And no, I can't change to kernel 6.2 because there the Wake-on-LAN is not working
Greetings
Harvey
Linux is like a wigwam: No Gates, no Windows and an Apache inside
Offline
Mär 15 23:15:30 nullnullsix kernel: e1000e 0000:04:00.0: Unable to change power state from D3cold to D0, device inaccessible
Does cold ./. warm boot matter?
Does the device show up and behave correctly on a rescan?
(eg. https://stackoverflow.com/questions/323 … f-pcie-bus )
Offline
Seth,
first, thanks for your input!
Mär 15 23:15:30 nullnullsix kernel: e1000e 0000:04:00.0: Unable to change power state from D3cold to D0, device inaccessible
Does cold ./. warm boot matter?
No. Had it after cold boot as well as after a reboot.
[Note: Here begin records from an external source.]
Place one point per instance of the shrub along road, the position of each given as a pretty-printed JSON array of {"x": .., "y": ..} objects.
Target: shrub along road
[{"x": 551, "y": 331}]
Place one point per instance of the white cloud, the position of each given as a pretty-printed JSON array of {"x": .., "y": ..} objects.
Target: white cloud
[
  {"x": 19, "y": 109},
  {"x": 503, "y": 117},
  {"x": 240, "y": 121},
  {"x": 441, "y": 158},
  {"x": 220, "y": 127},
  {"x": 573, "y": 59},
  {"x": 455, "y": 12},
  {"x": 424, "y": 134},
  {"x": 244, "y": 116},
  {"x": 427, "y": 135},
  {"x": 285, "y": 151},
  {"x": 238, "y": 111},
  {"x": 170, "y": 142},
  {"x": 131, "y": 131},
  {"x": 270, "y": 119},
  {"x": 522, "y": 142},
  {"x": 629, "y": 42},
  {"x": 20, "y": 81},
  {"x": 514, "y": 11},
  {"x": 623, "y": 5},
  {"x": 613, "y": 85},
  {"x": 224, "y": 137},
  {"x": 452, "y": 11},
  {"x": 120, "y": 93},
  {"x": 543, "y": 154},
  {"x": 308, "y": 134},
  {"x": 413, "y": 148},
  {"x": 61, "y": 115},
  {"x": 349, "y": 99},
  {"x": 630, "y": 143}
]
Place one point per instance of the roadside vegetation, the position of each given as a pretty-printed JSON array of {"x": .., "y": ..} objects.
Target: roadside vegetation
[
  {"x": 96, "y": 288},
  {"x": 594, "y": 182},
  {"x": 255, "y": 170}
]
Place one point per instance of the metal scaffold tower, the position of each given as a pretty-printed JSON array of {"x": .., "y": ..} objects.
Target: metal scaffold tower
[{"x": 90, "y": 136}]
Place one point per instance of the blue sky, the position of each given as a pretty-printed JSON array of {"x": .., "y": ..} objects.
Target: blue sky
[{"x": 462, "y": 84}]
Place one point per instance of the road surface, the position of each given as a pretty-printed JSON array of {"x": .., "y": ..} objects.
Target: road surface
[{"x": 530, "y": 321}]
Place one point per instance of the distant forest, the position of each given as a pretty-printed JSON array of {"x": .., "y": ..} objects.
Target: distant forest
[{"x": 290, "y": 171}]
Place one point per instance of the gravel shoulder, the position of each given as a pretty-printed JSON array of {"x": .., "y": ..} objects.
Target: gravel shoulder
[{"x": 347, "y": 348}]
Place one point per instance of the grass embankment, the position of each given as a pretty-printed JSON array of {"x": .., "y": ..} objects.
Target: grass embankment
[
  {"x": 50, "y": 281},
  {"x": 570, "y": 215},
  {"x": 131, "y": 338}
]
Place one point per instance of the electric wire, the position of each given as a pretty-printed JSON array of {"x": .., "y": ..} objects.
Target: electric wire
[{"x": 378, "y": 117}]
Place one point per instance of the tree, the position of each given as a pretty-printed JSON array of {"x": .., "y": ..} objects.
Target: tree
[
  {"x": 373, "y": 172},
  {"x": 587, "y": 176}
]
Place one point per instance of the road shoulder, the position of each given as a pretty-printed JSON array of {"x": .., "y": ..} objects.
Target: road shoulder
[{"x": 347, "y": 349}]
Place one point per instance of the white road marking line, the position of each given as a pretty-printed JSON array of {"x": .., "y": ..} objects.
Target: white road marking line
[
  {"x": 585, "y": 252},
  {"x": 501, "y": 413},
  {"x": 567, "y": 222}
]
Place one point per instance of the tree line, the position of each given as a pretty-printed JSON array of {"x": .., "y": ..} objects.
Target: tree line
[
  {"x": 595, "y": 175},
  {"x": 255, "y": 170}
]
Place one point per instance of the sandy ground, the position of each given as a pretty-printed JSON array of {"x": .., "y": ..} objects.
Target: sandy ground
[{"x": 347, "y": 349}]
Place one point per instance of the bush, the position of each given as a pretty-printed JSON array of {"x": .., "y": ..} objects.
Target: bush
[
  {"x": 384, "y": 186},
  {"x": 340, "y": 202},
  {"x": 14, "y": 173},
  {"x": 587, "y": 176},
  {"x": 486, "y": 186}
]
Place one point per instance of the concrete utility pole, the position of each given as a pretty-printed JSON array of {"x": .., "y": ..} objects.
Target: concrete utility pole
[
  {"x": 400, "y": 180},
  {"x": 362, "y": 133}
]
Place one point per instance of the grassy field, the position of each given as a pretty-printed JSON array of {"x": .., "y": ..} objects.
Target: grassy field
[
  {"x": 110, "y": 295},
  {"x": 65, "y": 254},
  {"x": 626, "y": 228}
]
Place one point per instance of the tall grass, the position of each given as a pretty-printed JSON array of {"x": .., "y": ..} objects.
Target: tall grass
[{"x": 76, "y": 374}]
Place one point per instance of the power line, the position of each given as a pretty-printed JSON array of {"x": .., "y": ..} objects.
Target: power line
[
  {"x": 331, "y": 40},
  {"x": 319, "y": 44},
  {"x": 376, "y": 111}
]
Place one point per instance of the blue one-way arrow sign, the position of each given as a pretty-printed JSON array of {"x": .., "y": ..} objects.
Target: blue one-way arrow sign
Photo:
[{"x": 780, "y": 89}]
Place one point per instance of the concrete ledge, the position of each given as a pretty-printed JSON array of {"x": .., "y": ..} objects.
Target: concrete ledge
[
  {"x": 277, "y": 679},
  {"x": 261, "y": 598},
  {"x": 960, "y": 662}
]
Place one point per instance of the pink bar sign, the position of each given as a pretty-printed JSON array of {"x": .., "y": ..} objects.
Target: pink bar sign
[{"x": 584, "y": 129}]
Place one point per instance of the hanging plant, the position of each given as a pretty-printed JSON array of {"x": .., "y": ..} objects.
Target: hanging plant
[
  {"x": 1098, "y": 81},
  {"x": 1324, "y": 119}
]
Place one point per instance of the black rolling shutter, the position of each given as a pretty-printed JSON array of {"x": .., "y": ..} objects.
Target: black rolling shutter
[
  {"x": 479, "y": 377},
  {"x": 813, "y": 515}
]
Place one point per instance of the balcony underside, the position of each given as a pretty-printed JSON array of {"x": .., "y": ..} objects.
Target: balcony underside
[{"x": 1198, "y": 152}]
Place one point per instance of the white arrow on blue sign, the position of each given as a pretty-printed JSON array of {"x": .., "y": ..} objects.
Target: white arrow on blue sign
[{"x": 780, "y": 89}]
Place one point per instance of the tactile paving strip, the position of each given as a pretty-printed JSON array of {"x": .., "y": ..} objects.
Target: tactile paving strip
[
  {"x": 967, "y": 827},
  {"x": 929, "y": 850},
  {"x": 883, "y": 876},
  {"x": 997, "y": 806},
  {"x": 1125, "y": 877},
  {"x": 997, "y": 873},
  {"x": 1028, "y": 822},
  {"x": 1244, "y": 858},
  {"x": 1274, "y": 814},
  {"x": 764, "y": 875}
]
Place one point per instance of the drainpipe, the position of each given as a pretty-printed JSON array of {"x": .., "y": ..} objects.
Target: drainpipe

I turns up sporadically without any rule afaict.
Does the device show up and behave correctly on a rescan?
(eg. https://stackoverflow.com/questions/323 … f-pcie-bus )
Will have to wait for the next failure to test that. But that is a good point to try.
At some point I had the suspicion that it could be the BMC sharing the same network port with 'normal' LAN. Will have to connect an additional network cable next time I am present at the server to rule that out. But why did it work then with pre-6 kernels...
Greetings
Harvey
Linux is like a wigwam: No Gates, no Windows and an Apache inside
Offline
Okay, today it did fail again. So I logged into the machine using IPMI console and it looks like the network devices do show up on the PCI bus:
[root@nullnullsix ~]# lspci | grep Ethernet
04:00.0 Ethernet controller: Intel Corporation 82574L Gigabit Network Connection
05:00.0 Ethernet controller: Intel Corporation 82574L Gigabit Network Connection
Hence rescanning the pci bus is not the way to go I think..
Nevertheless I did try
echo 1 > /sys/bus/pci/rescan
without any changes.
But the second network interface seems to be functional (no cable connected here)
[root@nullnullsix ~]# ip addr show
1: lo: <LOOPBACK,UP,LOWER_UP> mtu 65536 qdisc noqueue state UNKNOWN group default qlen 1000
link/loopback 00:00:00:00:00:00 brd 00:00:00:00:00:00
inet 127.0.0.1/8 scope host lo
valid_lft forever preferred_lft forever
inet6 ::1/128 scope host
valid_lft forever preferred_lft forever
2: enp5s0: <NO-CARRIER,BROADCAST,MULTICAST,UP> mtu 1500 qdisc fq_codel state DOWN group default qlen 1000
link/ether 00:25:90:09:bb:41 brd ff:ff:ff:ff:ff:ff
Note that enp4s0 is missing...
I get a strong feeling that this could be related to the IPMI device and the 'normal' interface sharing the same pysical interface. I will try to give the IPMI a dedicated network interface and cable and see if the problem persists... Weird
Linux is like a wigwam: No Gates, no Windows and an Apache inside
Offline